Most major naval powers, such as France, Russia, the UK and the US, prefer an all-nuclear fleet, since that provides global reach; and running multiple submarine types is prohibitively expensive. The US refuses to part with submarine technology, regarding it as a key component of its naval superiority. For this reason, France and Russia build conventional submarines only for export, while their own navies are equipped with nuclear-propelled boats.

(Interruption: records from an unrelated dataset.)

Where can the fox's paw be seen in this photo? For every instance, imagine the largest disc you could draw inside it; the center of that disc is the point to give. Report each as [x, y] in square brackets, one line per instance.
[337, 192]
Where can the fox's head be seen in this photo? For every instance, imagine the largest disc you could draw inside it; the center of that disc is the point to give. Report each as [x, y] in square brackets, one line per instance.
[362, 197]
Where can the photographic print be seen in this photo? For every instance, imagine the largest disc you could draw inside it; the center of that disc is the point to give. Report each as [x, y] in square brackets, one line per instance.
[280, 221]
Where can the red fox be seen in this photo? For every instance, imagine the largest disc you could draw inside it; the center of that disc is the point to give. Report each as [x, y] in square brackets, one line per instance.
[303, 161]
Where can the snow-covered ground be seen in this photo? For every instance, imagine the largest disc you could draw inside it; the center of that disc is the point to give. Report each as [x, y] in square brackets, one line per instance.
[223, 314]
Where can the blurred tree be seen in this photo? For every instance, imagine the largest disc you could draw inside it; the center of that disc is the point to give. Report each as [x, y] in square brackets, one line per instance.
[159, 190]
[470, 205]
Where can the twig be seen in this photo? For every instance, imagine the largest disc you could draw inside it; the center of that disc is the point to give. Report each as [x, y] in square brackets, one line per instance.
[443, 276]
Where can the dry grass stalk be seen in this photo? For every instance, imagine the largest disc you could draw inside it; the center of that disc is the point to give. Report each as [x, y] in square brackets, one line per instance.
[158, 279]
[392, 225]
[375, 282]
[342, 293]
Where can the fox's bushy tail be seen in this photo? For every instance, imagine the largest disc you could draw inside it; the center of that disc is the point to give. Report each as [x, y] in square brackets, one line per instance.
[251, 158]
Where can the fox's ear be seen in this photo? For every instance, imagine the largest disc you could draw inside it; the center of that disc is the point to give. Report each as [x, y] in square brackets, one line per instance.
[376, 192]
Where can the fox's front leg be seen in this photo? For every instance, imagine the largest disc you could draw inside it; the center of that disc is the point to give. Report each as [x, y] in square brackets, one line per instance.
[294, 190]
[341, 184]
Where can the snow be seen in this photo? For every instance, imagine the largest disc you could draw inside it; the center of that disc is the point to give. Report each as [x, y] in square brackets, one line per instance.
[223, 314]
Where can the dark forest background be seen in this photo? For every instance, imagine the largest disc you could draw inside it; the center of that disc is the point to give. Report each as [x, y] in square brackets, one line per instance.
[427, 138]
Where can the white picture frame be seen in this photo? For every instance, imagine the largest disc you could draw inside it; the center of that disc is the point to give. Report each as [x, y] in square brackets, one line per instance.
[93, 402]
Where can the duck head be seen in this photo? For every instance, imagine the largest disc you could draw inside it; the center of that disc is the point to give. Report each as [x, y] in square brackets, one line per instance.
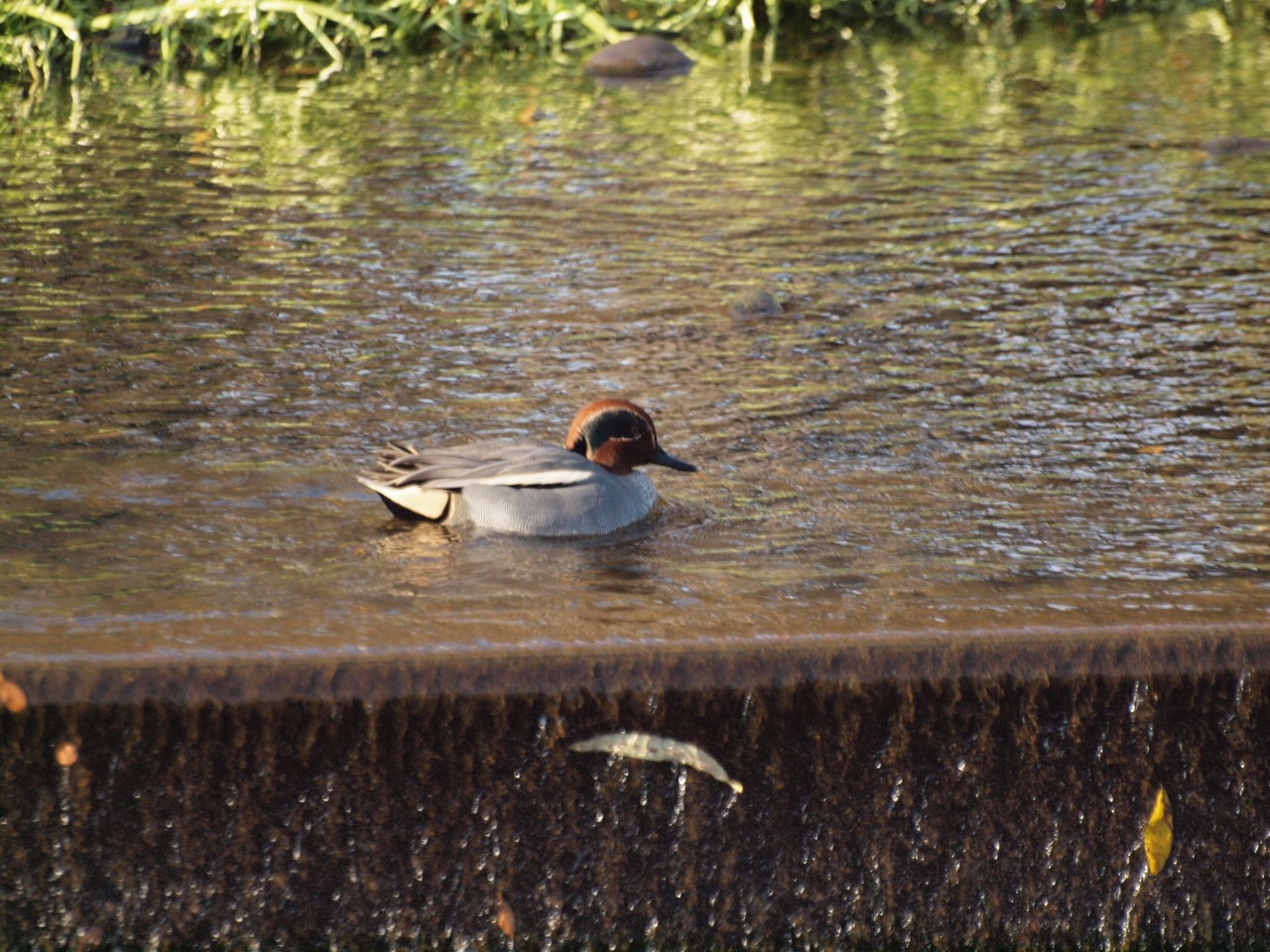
[619, 435]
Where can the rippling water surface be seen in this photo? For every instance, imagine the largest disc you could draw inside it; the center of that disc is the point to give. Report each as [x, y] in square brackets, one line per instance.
[1021, 377]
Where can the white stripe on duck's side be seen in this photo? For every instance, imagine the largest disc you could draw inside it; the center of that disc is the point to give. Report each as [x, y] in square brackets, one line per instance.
[587, 488]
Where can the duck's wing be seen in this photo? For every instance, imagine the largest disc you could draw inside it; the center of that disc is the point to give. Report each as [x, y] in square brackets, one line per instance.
[423, 484]
[495, 462]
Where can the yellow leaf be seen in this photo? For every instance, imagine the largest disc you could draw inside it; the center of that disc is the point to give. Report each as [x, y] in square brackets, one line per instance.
[1157, 839]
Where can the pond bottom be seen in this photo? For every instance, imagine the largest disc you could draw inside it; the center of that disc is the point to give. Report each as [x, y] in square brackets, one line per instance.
[949, 803]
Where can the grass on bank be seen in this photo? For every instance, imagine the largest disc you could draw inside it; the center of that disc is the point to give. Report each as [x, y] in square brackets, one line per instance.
[48, 37]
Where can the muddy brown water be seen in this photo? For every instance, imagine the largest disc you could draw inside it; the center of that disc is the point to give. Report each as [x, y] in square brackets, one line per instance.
[1010, 422]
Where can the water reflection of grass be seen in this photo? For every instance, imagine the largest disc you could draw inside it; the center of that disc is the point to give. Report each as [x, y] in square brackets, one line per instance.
[46, 37]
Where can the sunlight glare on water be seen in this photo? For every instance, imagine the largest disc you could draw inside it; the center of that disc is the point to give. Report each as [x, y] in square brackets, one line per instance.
[1019, 377]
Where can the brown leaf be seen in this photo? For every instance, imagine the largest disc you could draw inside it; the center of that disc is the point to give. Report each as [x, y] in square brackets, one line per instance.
[506, 918]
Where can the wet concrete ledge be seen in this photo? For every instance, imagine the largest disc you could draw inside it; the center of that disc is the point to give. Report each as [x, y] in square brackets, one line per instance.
[934, 793]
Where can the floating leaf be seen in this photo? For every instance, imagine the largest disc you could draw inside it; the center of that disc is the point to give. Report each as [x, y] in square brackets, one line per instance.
[1157, 839]
[66, 753]
[649, 747]
[506, 918]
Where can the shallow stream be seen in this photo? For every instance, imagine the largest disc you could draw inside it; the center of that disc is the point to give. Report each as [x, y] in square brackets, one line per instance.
[1020, 379]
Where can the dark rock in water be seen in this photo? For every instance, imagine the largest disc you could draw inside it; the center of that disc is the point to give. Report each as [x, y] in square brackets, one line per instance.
[753, 302]
[1238, 145]
[638, 58]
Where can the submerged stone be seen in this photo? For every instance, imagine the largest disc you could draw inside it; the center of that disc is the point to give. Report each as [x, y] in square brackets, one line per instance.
[639, 58]
[753, 302]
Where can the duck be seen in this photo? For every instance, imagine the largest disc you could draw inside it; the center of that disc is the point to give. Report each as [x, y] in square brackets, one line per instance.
[589, 486]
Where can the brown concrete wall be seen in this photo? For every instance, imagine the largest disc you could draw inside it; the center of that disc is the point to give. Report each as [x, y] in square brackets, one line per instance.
[964, 810]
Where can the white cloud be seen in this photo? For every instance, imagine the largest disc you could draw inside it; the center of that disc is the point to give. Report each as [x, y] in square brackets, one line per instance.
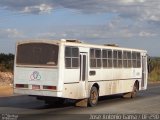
[42, 8]
[10, 33]
[146, 34]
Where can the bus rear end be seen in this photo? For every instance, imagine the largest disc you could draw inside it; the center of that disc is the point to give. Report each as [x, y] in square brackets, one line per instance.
[36, 69]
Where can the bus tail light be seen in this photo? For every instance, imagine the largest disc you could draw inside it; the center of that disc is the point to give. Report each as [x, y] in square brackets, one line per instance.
[50, 87]
[21, 86]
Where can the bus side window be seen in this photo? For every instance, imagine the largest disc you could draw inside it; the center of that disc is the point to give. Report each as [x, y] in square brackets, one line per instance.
[95, 58]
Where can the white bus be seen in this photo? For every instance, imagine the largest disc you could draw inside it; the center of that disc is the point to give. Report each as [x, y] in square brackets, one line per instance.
[71, 69]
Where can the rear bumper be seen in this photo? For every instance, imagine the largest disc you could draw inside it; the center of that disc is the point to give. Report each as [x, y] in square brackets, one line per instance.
[38, 92]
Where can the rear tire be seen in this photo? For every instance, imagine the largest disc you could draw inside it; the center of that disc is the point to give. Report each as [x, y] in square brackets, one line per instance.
[134, 91]
[93, 99]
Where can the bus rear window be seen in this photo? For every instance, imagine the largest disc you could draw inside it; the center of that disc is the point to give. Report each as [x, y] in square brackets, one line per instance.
[37, 54]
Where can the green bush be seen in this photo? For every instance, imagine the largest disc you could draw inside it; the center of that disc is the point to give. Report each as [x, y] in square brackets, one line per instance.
[6, 62]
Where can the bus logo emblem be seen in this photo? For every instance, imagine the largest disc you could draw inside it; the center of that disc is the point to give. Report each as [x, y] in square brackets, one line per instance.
[35, 76]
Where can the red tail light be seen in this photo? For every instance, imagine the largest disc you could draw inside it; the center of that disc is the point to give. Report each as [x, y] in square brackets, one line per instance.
[50, 87]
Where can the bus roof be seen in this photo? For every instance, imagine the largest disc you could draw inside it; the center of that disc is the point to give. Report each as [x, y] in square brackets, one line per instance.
[73, 42]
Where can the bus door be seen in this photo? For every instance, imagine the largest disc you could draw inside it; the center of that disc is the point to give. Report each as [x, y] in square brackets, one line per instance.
[84, 73]
[144, 72]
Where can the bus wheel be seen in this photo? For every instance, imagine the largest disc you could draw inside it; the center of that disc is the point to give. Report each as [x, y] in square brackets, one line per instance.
[134, 91]
[93, 99]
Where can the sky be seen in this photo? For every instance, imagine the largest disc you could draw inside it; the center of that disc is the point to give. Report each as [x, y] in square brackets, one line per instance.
[129, 23]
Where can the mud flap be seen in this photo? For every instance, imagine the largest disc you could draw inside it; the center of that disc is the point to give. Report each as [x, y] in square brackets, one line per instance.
[82, 103]
[127, 95]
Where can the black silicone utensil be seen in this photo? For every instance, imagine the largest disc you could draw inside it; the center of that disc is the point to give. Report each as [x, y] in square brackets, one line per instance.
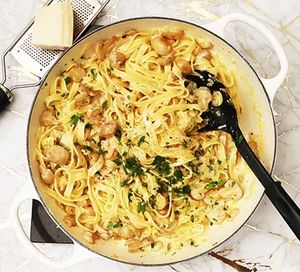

For buyers who demand better technology than diesel-electric submarines, OEMs are now offering air-independent propulsion (AIP) – a non-nuclear propulsion system that allows submarines to operate underwater for longer durations, without surfacing to charge their batteries.

 

The navy began the acquisition of six submarines under Project 75-I in July 2021 under the Strategic Partners (SPs) model. Described in the Defence Acquisition Proposition of 2020 (DAP-2020), four armament categories have been identified for acquisition under the SP route: Fighter aircraft; helicopters; submarines; and armoured fighting vehicles or main battle tanks. 

 

Since Project 75(I) is a shipbuilding project, the first step has been the selection of two Indian firms as SPs -- Mazagon Dock Limited (MDL) and Larsen & Toubro (L&T). These shortlisted SPs have been issued requests for proposals (RFPs) and are required to submit proposals for collaborating with any of a list of foreign OEMs. The five chosen OEMs are Naval Group from France, Thyssenkrupp Marine Systems (TKMS) from Germany, Rosoboronexport (ROE) from Russia, Daewoo Shipbuilding and Marine Engineering (DSME) from South Korea and Navantia from Spain. The OEMs will have to meet stringent indigenization conditions: 45 per cent for the first boat, incrementally stepping up to 60 per cent for the sixth and last. The project cost is estimated to be over Rs 40,000 crore.

 

Notwithstanding the selection of five foreign OEMs to partner the chosen two SPs, there are effectively only two vendors competing for the tender – TKMS, Germany and DSME, Korea – since the other three OEMs do not meet the tender condition of having a working, sea-proven AIP. If TKMS, Germany decides against participating in the bidding (it has already expressed reservations on the conditions in the RfP) the navy would either have to go in for a single vendor procurement, or modify the tender. 

 

TKMS of Germany is currently regarded as the leader in this pack. Company executives point out that it has earlier built four Type 209/1500 submarines for the Indian Navy in the 1980s and 1990s, in MDL, Mumbai, and Indian submariners regard those submarines highly. This makes MDL the only yard in India with full-submarine integration experience. In addition, the two lead submarines – INS Shishumar and INS Shankush – have already undergone medium refit and life certification in India by MDL and TKMS. 

 

Furthermore, the Type 209 HDW submarines that the Indian Navy operates have been developed into the HDW Type 214, which is in service with several world navies, including Brazil, Italy, Korea and Turkey. Finally, the design that TKMS plans to offer is a highly flexible submarine configuration with two types of AIP: Fuel cell AIP, which is suited to long range endurance at lower speeds; and Lithium-Ion batteries that are optimised for higher speed endurance. Given its role as the gatekeeper to the Indian Ocean, addressing India’s submarine deficiency should be a top priority for the new government.